Yeah, so no more letting chickens out by themselves.  Ever.  I also make a point to listen to podcasts at full volume when I'm out there supervising their ranging--most ground predators will stay away from human sounds.

Last week, Indigo died in her sleep.  She was moving slow, and hadn't been able to hop up to the roost for a while, so her death wasn't really a surprise, but it was still unexpected.  She's buried under a tree.  Indigo was such a gorgeous bird, curious, and sweet.

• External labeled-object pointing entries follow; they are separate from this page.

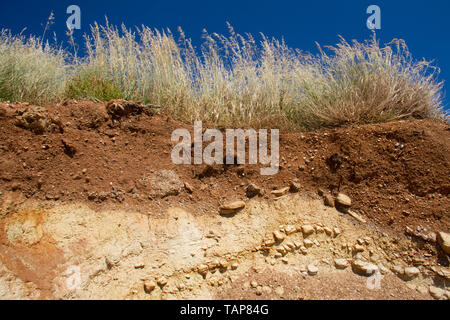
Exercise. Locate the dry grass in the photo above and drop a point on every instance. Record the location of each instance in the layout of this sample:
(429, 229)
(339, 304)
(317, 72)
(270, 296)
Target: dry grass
(231, 81)
(31, 70)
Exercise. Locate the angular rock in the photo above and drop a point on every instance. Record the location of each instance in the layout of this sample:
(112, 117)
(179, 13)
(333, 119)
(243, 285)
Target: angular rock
(308, 243)
(436, 292)
(280, 192)
(364, 268)
(279, 236)
(161, 184)
(307, 229)
(312, 270)
(149, 286)
(411, 272)
(341, 263)
(294, 186)
(289, 229)
(188, 187)
(444, 241)
(252, 190)
(328, 200)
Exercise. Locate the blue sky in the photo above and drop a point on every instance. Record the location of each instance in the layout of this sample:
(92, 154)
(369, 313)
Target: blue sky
(423, 24)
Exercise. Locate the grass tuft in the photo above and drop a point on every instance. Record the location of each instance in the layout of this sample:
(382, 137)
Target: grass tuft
(231, 80)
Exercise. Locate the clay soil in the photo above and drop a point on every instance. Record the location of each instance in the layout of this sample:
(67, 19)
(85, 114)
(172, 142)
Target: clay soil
(397, 174)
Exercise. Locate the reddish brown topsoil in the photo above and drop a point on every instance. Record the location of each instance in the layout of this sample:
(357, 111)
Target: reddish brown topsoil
(397, 174)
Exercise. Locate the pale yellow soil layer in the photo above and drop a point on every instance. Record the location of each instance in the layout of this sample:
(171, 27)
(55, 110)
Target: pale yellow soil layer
(69, 251)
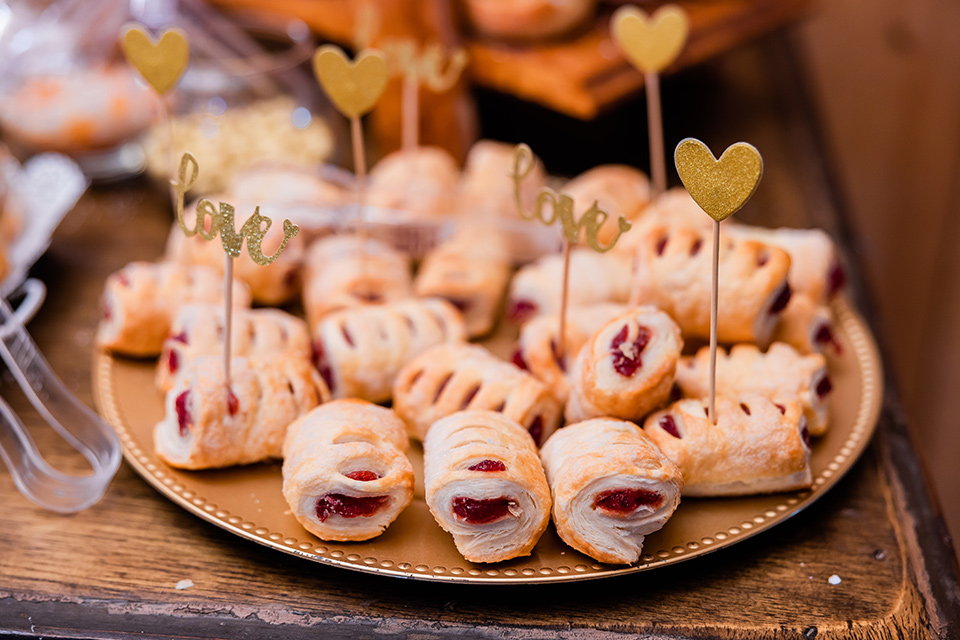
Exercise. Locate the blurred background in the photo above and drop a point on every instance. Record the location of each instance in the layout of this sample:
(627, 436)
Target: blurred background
(880, 81)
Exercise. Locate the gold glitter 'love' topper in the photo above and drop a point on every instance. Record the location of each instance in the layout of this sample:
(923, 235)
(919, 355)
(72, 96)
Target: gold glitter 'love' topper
(650, 43)
(433, 65)
(353, 86)
(562, 208)
(721, 187)
(161, 63)
(222, 220)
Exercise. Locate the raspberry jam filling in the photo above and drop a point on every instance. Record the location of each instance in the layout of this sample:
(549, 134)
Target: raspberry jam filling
(184, 418)
(536, 429)
(363, 475)
(482, 511)
(349, 506)
(626, 355)
(782, 300)
(521, 310)
(824, 387)
(627, 500)
(233, 404)
(488, 465)
(321, 364)
(173, 361)
(668, 424)
(518, 359)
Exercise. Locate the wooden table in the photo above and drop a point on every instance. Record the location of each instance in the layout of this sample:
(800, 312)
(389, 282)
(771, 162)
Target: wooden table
(111, 571)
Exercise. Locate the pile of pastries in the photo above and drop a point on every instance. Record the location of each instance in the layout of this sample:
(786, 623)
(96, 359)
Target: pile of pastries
(602, 429)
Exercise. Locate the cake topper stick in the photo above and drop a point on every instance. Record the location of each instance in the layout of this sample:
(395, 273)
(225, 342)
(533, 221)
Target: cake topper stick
(221, 222)
(433, 66)
(161, 63)
(650, 44)
(561, 208)
(720, 187)
(354, 87)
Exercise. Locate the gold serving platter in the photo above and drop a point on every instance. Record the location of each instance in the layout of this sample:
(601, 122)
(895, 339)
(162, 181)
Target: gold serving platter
(247, 501)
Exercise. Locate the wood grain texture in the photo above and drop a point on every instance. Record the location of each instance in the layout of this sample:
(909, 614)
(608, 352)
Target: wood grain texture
(111, 571)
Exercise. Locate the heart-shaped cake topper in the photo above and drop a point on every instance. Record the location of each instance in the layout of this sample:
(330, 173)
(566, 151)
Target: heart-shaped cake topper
(161, 63)
(650, 43)
(721, 187)
(354, 87)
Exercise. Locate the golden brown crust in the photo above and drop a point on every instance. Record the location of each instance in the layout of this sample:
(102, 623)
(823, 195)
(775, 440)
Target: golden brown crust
(627, 368)
(450, 378)
(587, 462)
(359, 351)
(321, 451)
(140, 301)
(465, 439)
(753, 448)
(674, 272)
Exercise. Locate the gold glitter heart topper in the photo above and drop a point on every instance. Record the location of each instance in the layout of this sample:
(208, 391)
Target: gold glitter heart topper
(721, 187)
(222, 220)
(561, 207)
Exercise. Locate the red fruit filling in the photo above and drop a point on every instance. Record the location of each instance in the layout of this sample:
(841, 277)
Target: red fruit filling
(363, 475)
(173, 361)
(836, 279)
(626, 360)
(233, 404)
(349, 506)
(824, 387)
(518, 359)
(627, 500)
(462, 305)
(536, 429)
(668, 424)
(824, 335)
(321, 364)
(781, 301)
(488, 465)
(481, 511)
(521, 310)
(184, 418)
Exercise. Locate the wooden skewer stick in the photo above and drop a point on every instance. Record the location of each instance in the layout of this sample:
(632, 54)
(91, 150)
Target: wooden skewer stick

During this time, Charlotte decided to go broody three times.  Going broody means a chicken wants to incubate eggs--she wants to be a mama.  If I had been making a list of chickens I thought would go broody, Charlotte would have been at the very bottom.  We don't have a rooster, so no matter how long a chicken sits on any of our eggs, she will not hatch chicks.  But chickens, their hormones just take over, I guess, and they will continue to sit on eggs until they hatch.  The broody hens only get up for about an hour a day, which means they don't get as much food or water as they should for those three weeks, and since our eggs will never hatch, being broody in our flock is potentially fatal.

Charlotte.  About double her normal size.
Chickens fluff up their feathers when they're broody.

Each time, I ended up putting Charlotte into the chick grow out pen with food and water.  The idea is to put the chicken in a situation where she can't sit on eggs, and eventually she'll lose interest.  Charlotte didn't have a nest and didn't have any eggs, so eventually she decided she didn't want to be a mama anymore.  At least for a couple of weeks...

Rocky, Toasty, Esther, Charlotte 
Dust bathing 

Three of the girls are molting.  Esther is growing feathers, and Charlotte and Rocky are losing feathers.  Toasty has stopped laying eggs, so I think she might be preparing for a molt as well.  It's early for them, but it's so much more sensible, I think, to lose and regrow one's feathers when it's 85 or 90°F rather than <32°F.

My hammock buddy, Esther

So that's the update.  It's been a tough couple of months to be a chicken mama around here, too.  

1 comment:

  1. I'm so sad to hear about the chicken troubles. Mean old predators. Hugs to you.